Dr Ole Kemi
- Senior Lecturer (Cardiovascular & Metabolic Health)
Dr Ole Kemi is an interdisciplinary scientist with particular expertise in cardiovascular and exercise physiology.
Dr Kemi trained for and received a BSc in medicine and sports science from the University of Tromso, Norway, an MSc in exercise science from the Norwegian University of Science and Technology (NTNU) in Trondheim, Norway, and as a university research fellow, a PhD in molecular medicine from the NTNU.
He has also taught exercise science, medicine, and biomedicine at the NTNU and the Johns Hopkins University, Baltimore, USA.
Dr Kemi's academic work has a focus on the effect of exercise and exercise training on the human body.
He researches and teaches the limits of physical capacity, performance and exercise effects in humans that may be elite athletes, patients with disease, or anyone in between.
Employing physiologic and performance measurements, he has shown that the greater the exercise effort, the greater the exercise benefit.
To understand the underlying mechanisms of this, he employs experimental models of heart disease and exercise training, coupled with advanced microscopy and other physiologic, biochemical and molecular assays, with which he has shown that hearts and blood vessels i) suffer a loss of function by heart disease, ii) gain function after exercise training in an exercise intensity-dependent manner, and iii) regain function by exercise training if first suffering loss of function by heart disease.
At the University of Glasgow, Dr Kemi's continues to research and teach exercise, cardiovascular, cellular, and integrative physiology and biology, all the while continuing to show that exercise is pretty dynamic, we should do more of it, and it has the power to make good things happen.
I research the effects of exercise and exercise training on the human body or with the use of experimental models that mimic the human condition. This approach allows for a more detailed investigation and knowledge-generation of the function of the body systems, organs and cells, including their integration.

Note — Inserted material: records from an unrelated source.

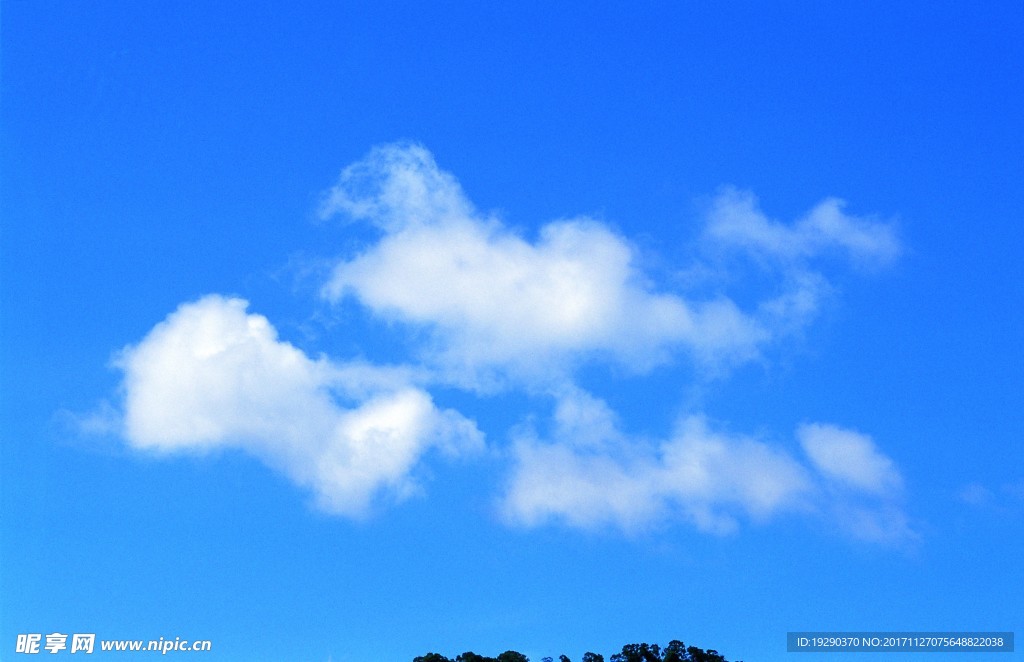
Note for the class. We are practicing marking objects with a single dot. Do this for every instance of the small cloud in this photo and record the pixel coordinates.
(849, 458)
(976, 494)
(736, 220)
(712, 480)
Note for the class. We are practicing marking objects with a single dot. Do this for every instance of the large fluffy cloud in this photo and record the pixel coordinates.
(499, 302)
(497, 308)
(497, 299)
(211, 376)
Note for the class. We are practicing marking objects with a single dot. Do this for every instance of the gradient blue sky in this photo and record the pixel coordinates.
(557, 336)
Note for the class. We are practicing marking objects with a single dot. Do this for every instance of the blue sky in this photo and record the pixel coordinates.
(350, 333)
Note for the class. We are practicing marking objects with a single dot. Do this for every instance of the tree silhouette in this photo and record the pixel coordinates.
(676, 651)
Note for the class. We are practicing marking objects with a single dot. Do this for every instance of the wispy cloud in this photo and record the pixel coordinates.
(736, 219)
(214, 376)
(588, 473)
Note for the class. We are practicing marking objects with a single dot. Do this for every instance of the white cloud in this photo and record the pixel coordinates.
(213, 376)
(501, 304)
(589, 474)
(849, 458)
(497, 300)
(502, 308)
(735, 219)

Experimental Studies of Heart, Vasculature and Muscle
These studies bridge and integrate basic cardiovascular and physiologic sciences with exercise physiology and sports and exercise sciences. Focus of research is on understanding and deciphering the cellular and molecular determinants of cardiovascular performance and the subcellular adaptations following exercise training. This includes studying the cellular and molecular mechanistic events that underlie and translate into improved cardiac function and clinical outcome in health and disease, with the use of appropriate experimental exercise and disease models and physiologic, biophysical, and biochemical research techniques. As a more recent extension, these techniques have also been used to assess the skeletal muscle, which also undergoes changes in response to disease or exercise training.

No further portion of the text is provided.